Alex Furrier

01/29/2021, 3:57 PM
Hello, I’m running into a memory issue with a mapped task that computes an array and then writes it to a DB. I think what is happening is that all the arrays (which can be quite large) are being held in memory. Since I’m writing these arrays to a DB I don’t need them to remain in memory after the mapped task has a Success state. I’m running these flows on a kubernetes container, and after X number of large arrays the memory request is exceeded and the pod is evicted. No other downstream tasks are dependent on the completion of the mapped tasks. Is there a way to tell Prefect to dump the task result cache after it has been mapped successfully?

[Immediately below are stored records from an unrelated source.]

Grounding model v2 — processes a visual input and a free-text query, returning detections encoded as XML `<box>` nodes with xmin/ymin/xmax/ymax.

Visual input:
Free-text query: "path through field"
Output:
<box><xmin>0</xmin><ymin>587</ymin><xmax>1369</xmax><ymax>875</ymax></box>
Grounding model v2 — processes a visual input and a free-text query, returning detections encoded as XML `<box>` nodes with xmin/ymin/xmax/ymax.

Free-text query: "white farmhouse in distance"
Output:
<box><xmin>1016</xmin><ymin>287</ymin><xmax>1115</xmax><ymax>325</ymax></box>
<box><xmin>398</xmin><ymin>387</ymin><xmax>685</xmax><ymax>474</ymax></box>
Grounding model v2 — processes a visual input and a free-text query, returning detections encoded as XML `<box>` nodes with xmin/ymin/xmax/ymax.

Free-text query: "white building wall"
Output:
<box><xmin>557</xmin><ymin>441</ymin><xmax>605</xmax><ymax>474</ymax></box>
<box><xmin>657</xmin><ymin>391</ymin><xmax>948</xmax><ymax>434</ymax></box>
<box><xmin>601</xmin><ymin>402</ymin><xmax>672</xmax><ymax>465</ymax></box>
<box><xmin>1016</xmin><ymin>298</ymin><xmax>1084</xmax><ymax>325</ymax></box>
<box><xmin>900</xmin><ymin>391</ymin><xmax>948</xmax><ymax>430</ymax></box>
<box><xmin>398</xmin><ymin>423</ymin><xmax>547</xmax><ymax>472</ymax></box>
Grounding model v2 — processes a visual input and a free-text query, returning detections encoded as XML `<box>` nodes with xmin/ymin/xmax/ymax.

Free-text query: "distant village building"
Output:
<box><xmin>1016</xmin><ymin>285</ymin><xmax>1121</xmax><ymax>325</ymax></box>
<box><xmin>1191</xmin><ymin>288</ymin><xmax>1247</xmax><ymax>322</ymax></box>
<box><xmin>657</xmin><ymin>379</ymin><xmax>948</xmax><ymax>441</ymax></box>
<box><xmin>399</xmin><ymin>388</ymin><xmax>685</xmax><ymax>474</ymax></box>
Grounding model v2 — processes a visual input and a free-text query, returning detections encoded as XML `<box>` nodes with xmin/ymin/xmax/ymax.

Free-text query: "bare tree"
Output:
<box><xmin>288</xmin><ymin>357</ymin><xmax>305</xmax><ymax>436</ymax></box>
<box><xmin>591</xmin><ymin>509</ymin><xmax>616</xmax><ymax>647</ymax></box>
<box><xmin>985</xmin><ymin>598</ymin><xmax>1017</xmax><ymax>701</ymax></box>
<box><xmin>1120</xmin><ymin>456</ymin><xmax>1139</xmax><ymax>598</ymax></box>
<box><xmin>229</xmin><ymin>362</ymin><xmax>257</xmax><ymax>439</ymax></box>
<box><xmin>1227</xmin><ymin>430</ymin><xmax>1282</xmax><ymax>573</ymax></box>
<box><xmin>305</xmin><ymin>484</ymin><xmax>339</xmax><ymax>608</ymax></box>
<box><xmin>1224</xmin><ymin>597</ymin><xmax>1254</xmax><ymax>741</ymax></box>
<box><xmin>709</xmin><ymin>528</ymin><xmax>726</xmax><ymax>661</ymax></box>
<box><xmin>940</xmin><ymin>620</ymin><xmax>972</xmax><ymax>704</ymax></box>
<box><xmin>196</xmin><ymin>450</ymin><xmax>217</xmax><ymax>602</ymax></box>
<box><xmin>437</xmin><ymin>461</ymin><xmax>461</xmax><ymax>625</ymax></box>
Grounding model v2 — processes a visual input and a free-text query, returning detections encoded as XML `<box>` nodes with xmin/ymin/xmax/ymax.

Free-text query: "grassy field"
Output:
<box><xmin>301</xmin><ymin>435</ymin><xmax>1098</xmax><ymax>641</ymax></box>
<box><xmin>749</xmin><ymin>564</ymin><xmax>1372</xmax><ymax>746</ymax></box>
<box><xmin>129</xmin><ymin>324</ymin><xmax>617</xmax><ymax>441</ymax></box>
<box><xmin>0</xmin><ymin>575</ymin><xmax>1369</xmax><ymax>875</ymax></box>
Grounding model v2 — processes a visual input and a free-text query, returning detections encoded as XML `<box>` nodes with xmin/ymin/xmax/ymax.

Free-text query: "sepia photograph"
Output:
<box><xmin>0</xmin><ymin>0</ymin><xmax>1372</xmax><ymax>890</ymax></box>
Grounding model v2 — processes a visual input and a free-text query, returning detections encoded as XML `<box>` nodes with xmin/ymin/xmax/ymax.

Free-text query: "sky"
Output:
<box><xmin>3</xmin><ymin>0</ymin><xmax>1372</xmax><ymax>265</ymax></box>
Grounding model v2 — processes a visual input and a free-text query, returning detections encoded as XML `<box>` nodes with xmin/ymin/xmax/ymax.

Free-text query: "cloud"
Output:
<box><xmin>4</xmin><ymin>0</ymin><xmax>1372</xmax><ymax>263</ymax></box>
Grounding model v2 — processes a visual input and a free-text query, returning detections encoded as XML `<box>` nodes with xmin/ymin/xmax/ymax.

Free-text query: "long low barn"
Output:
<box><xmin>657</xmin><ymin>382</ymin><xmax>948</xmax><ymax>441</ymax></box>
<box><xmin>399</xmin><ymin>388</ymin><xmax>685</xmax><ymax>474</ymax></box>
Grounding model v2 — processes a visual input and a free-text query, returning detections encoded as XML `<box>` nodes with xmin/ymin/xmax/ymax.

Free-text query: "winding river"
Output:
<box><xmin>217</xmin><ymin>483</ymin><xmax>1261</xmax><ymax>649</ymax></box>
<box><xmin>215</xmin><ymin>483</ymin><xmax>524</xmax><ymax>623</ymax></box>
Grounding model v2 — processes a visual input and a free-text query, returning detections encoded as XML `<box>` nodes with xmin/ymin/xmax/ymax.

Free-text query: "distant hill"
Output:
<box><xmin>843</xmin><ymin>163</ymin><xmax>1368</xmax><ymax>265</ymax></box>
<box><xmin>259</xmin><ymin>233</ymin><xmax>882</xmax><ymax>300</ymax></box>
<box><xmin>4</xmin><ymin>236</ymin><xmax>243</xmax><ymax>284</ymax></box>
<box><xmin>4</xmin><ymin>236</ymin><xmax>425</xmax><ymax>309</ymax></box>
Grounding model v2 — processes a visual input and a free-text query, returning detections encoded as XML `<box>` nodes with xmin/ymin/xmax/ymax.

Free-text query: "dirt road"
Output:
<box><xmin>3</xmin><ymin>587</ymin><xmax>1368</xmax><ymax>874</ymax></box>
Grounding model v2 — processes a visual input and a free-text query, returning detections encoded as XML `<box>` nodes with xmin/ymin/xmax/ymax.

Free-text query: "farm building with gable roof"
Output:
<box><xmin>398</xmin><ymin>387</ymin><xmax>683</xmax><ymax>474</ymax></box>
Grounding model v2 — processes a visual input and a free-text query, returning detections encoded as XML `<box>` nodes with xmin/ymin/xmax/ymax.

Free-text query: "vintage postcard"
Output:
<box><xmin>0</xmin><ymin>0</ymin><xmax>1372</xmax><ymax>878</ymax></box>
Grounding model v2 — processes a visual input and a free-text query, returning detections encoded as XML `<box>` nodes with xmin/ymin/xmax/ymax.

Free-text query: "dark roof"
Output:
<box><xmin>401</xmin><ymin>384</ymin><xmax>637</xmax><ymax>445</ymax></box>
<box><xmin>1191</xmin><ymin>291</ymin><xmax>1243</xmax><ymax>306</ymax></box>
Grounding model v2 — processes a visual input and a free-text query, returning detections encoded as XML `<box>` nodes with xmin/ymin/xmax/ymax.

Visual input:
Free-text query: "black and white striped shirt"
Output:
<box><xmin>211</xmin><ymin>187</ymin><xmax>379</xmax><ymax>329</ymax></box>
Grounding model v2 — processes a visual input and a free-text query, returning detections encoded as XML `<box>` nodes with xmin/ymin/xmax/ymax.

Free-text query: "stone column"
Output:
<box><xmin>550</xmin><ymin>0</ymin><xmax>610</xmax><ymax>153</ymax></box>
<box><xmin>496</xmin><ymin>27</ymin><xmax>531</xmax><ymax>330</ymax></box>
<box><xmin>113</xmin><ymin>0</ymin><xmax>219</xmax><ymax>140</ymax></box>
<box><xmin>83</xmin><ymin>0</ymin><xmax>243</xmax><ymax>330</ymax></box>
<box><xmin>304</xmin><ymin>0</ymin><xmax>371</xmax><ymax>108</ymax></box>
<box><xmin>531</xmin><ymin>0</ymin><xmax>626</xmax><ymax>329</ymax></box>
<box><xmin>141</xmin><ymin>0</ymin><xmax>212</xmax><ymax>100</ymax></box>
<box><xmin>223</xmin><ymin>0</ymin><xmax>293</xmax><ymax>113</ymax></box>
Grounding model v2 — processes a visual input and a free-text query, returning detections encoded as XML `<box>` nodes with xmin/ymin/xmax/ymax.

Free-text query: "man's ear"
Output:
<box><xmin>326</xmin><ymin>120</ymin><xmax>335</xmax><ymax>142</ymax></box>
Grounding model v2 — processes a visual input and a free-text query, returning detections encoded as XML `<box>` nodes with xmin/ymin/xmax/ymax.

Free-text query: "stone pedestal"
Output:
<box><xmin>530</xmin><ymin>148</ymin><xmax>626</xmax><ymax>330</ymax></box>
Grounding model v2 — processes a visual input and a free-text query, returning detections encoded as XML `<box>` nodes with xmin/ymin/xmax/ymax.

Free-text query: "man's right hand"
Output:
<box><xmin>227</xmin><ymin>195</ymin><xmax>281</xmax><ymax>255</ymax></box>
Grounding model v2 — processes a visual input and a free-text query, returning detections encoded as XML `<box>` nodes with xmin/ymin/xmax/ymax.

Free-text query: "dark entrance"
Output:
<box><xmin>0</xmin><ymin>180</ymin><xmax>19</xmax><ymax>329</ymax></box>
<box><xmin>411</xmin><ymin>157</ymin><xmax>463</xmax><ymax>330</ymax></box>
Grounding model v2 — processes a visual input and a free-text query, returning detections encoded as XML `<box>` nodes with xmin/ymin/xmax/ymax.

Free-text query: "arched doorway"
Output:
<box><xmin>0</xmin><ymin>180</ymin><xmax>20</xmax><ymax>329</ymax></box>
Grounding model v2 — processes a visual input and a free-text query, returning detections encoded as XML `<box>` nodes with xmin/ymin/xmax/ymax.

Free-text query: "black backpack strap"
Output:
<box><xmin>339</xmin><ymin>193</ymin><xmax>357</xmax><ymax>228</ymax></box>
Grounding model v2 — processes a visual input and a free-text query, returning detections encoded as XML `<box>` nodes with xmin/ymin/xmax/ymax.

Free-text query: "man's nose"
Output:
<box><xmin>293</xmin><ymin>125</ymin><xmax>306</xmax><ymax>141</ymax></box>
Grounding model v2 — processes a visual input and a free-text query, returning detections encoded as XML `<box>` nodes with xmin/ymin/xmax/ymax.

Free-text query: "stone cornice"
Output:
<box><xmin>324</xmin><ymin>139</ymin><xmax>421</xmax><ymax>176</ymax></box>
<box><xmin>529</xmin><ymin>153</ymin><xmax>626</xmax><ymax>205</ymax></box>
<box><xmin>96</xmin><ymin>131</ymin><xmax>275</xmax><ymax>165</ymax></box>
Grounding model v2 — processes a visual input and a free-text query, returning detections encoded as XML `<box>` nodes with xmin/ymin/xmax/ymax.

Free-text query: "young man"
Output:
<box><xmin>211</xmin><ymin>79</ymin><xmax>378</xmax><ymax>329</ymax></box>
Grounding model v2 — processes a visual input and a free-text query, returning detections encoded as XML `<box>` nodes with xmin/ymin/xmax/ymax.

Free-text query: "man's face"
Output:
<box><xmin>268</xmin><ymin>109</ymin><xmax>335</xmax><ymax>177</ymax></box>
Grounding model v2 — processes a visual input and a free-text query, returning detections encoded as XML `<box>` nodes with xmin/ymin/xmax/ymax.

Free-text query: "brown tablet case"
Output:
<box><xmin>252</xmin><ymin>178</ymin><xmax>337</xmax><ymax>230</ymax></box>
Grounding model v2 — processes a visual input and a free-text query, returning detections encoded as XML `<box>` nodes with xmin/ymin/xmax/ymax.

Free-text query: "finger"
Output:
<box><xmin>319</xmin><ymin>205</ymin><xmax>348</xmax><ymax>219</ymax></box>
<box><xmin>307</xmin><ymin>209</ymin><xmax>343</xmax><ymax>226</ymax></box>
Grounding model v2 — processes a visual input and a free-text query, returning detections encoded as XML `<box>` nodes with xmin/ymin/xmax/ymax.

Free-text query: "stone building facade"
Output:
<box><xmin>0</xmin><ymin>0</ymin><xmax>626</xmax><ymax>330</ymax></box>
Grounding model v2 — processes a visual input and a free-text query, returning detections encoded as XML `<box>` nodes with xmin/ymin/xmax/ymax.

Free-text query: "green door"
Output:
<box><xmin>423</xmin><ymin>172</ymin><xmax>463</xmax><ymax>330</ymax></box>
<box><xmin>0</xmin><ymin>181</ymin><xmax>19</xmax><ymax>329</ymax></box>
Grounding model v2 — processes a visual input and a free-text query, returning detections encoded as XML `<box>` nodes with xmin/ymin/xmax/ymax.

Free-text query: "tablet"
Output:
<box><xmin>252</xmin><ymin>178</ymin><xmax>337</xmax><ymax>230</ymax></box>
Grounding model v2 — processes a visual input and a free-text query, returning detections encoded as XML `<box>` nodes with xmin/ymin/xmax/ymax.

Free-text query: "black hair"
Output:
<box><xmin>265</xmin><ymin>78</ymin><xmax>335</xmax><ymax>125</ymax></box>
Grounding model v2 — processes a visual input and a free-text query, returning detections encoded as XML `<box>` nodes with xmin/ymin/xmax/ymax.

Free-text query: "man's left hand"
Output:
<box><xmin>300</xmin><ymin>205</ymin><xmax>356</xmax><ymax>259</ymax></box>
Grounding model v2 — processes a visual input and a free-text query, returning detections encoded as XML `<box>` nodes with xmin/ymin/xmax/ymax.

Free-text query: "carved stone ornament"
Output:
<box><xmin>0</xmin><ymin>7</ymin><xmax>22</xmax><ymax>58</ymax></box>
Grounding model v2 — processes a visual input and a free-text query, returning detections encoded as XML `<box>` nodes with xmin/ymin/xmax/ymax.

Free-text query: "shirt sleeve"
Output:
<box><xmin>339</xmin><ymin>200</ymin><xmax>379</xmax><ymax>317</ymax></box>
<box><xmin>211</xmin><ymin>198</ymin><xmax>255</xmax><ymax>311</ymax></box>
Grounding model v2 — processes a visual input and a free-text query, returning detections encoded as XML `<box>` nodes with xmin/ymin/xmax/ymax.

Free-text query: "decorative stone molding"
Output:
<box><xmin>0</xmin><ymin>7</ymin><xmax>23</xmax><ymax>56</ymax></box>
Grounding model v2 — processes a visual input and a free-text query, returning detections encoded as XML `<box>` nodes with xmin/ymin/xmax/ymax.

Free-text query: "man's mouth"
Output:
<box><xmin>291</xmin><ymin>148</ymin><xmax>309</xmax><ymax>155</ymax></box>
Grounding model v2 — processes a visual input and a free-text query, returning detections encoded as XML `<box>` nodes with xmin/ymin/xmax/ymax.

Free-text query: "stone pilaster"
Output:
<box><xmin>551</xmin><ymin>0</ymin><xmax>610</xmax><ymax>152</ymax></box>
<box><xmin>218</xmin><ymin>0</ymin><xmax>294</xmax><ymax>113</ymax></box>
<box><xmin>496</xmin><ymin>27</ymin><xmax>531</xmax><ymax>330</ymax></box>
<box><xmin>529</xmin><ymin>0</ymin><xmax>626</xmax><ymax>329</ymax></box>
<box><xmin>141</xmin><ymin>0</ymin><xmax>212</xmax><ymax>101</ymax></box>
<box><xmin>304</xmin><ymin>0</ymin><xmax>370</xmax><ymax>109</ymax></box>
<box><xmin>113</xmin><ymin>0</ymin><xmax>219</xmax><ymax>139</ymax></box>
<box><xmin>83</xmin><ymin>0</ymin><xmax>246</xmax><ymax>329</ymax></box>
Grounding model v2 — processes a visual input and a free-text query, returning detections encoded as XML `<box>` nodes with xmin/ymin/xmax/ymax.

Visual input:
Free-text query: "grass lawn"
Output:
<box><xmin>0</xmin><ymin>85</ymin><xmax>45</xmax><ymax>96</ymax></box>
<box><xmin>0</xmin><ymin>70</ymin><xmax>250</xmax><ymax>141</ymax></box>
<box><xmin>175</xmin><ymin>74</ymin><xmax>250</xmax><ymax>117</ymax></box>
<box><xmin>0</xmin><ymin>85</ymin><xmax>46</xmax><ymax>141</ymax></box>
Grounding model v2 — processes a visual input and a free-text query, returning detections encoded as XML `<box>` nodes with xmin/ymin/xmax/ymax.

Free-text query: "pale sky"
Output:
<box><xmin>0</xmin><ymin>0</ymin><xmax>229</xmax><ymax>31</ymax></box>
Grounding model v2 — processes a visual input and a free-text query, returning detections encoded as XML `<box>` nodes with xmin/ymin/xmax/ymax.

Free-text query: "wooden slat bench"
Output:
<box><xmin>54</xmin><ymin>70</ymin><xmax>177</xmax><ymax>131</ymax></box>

Pseudo code:
Copy code
def get_array_input(db_client, query):
	return db_client.query(query)

def compute_array_write_to_db(input):
	array = requests.get_huge_array()

with Flow("generate-and-write-arrays",) as generate_and_write_arrays:
	lots_of_inputs = get_array_input(db_client, query)
# Crashes after certain amount of arrays 
# due to memory limit

Josh Greenhalgh

01/29/2021, 4:11 PM
Can you
del array
after the write perhaps?

Alex Furrier

01/29/2021, 4:13 PM
That seems incredibly obvious not sure why I didn’t think of that immediately haha. Will try to implement and see if that works. Thanks!